COST_OPTIMIZATION_STRATEGIES = {
    "spot_instances_for_decode": {
        "description": (
            "Use spot/preemptible instances for decode workers. "
            "Decode is more tolerant of preemption because: "
            "1. KV cache can be rebuilt from prefill "
            "2. Partially generated responses can be resumed "
            "3. Decode workers are stateless except for KV cache"
        ),
        "savings": "50-70% on decode GPU cost",
        "risk": "Momentary latency spike during preemption",
    },
    "mixed_gpu_types": {
        "description": (
            "Use H100 for prefill (compute-bound, benefits from high FLOPS) "
            "and A100 for decode (memory-bandwidth-bound, A100 is sufficient). "
            "A100 costs 60% of H100 per hour."
        ),
        "savings": "25-35% total cost",
        "risk": "More complex fleet management",
    },
    "kv_cache_tiering": {
        "description": (
            "Tier KV cache: hot entries in GPU HBM, warm in CPU DRAM, "
            "cold in NVMe.
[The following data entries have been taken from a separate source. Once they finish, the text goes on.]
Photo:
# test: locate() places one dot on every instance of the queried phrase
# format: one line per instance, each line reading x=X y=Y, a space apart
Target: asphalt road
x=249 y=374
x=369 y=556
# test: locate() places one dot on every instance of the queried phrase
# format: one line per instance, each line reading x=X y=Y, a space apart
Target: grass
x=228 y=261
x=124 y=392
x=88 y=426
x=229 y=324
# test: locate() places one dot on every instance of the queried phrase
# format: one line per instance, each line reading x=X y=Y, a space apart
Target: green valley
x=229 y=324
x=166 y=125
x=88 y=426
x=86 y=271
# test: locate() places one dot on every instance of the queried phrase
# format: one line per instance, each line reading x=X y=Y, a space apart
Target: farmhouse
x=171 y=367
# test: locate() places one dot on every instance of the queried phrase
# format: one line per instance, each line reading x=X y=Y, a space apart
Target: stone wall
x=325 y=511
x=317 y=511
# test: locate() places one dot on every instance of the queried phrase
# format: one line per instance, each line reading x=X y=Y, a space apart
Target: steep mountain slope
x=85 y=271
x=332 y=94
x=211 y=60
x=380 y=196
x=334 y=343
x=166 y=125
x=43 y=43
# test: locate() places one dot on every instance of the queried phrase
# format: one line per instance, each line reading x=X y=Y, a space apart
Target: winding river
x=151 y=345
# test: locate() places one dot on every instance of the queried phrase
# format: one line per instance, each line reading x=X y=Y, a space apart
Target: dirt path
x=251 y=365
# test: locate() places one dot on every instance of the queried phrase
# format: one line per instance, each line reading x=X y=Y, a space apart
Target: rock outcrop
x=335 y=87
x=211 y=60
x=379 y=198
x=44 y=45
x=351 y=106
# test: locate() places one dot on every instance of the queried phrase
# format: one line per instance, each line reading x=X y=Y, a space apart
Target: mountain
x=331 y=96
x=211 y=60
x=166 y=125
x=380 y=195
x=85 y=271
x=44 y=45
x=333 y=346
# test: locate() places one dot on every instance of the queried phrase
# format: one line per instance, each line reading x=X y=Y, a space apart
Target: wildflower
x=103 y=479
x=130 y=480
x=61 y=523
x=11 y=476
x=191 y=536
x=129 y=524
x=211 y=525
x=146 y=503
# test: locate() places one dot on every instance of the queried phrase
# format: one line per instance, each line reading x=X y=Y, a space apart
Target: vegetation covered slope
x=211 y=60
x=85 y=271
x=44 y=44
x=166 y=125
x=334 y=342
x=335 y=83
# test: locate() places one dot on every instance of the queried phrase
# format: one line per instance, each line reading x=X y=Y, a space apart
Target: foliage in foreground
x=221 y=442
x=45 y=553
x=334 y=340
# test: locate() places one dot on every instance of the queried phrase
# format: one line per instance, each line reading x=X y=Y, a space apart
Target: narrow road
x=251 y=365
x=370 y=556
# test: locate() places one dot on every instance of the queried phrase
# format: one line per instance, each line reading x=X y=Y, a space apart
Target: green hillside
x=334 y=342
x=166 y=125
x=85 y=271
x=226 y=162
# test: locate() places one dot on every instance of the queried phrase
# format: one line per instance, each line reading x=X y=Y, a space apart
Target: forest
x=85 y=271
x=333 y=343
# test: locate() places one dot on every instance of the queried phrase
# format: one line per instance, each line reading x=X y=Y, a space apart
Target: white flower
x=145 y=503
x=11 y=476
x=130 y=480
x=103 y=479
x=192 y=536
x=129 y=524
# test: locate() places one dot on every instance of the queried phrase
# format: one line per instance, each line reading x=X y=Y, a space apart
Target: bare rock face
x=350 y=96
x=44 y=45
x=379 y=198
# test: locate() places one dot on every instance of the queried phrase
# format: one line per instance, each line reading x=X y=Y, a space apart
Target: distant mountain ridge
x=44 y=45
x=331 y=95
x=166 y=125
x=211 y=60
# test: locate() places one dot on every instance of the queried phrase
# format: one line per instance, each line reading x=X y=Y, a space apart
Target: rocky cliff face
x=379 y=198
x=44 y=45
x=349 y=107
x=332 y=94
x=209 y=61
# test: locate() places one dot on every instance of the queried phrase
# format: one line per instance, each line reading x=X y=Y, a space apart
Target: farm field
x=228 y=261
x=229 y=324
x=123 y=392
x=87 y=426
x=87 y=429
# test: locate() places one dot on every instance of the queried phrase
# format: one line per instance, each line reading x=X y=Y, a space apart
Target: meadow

Reduces GPU memory pressure, allowing "
            "larger batch sizes and fewer GPUs."
        ),
        "savings": "15-25% fewer GPUs needed",
        "risk": "Increased TTFT for cold cache entries",
    },
    "request_coalescing": {
        "description": (
            "Batch similar requests to share KV cache prefix. "
            "System prompts, common prefixes, and RAG contexts "
            "can be shared across requests."
        ),
        "savings": "20-40% prefill compute savings",
        "risk": "Requires prefix-aware routing",
    },
}

Capacity planning for Dynamo is not a one-time calculation. It is a continuous optimization loop: measure actual traffic patterns, compare against planned capacity, adjust GPU allocation, and re-evaluate costs. The formulas in this post provide the starting point; production experience refines the numbers. The most common mistake is over-provisioning decode GPUs for prefill-heavy workloads (RAG, summarization) or over-provisioning prefill GPUs for decode-heavy workloads (chatbots, code generation). Getting the prefill-to-decode ratio right typically saves 20-30% of total GPU cost compared to a naive 1:1 allocation.